Ob die Beiträge dem TV-Publikum ein deutlicheres Bild von der Militäroperation und der Lage in Syrien vermitteln, ist fraglich. Von einer PR-Kampagne eigens für die Generation Putin schreibt Slon. Die Pressearbeit des russischen Verteidigungsministeriums ist Militärexperten zufolge in der Tat neu. Man gibt sich transparent, wohl auch, um von Berichten diverser Menschenrechtsorganisationen abzulenken, die von zivilen Opfern russischer Luftschläge berichten. Kritische Experten werden wiederum in den Abendnachrichten diskreditiert. Die Militärs veröffentlichen hochauflösende Bilder und Videos von anscheinend hochpräzisen Bombenabwürfen und verbreiten diese in sozialen Netzwerken. Deren Videospiel-Ästhetik führte wohl auch dazu, dass ein TV-Moderator in Ägypten gleich Bilder zeigte, die aus einem Videospiel stammen, um den Erfolg russischer Angriffe zu zeigen.
Unabhängige Berichterstattung dürfte in Russland künftig noch schwieriger werden, nicht nur in Bezug auf bewaffnete Konflikte. Der Kreml hat in den vergangenen Monaten die Kontrolle der Medienbranche verstärkt. Anfang 2016 tritt ein Gesetz in Kraft, welches ausländischen Unternehmen verbietet, mehr als 20 Prozent an russischen Medien zu halten. Bereits haben erste Medienunternehmen ihre Anteile verkauft und sich aus Russland zurückgezogen, darunter Edipresse aus der Schweiz und Axel Springer aus Deutschland. Zu Diskussionen Anlass gab insbesondere die Zukunft der Zeitschrift Forbes, die Axel Springer Russland als Lizenzausgabe der amerikanischen Forbes herausgab. Mit ihrer Liste der reichsten Oligarchen und Beamten erregte die Zeitschrift immer wieder Aufsehen, der mächtige Rosneft-Chef Igor Setschin gewann wegen der geschätzten Höhe seiner angeblichen Einkünfte, die das Magazin veröffentlichte, gar einen Prozess gegen Forbes. Übernommen wurde das Tochterunternehmen des deutschen Verlagshauses nun von Alexander Fedotow, Besitzer von Artcom Media. Bereits in seinem ersten Interview versprach der neue Besitzer zwar, sich nicht in die redaktionellen Belange einmischen zu wollen, machte jedoch klar, was er ändern will. Forbes sei in Russland zu politisch. Politik und Gehälter von Beamten seien aber nicht Themen, die die Leser in erster Linie interessieren würden, wie er auch in einem Interview mit der Moderatorin Xenija Sobtschak bekräftigte. Als Folge scheiterte der geplante Verkauf von 20 Prozent an Regina von Flemming. Die bisherige Vorstandsvorsitzende von Axel Springer Russland trat daraufhin zurück. Fedotow kündigte zudem an, Geo, Gala-Biographie und die Kinderversion von Geo einstellen zu wollen.

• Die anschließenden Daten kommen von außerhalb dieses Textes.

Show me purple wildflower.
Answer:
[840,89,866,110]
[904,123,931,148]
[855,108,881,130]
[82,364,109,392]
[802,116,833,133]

Bereits im Mai verkaufte die finnische Mediengruppe Sanoma ihren Anteil an der Moscow Times, der einzigen englischsprachigen Zeitung in der russischen Kapitale, an Demian Kudrjawzew, bis 2012 CEO des Verlagshauses Kommersant. Kudrjawzew verneinte einen Einfluss des Kremls auf den Kauf und kündigte an, Geld für die Modernisierung der notorisch unterfinanzierten Zeitung in die Hand zu nehmen. Wohl nicht genug, wie sich nun zeigt. Kommenden Monat stellt das Blatt auf wöchentliche Erscheinungsweise um. Nun hat auch Chefredakteur Nabi Abdullaew seinen Rücktritt angekündigt. In einem Interview nannte er Unstimmigkeiten mit dem neuen Besitzer bezüglich der künftigen Aufteilung der Zuständigkeiten über die Redaktion als Grund.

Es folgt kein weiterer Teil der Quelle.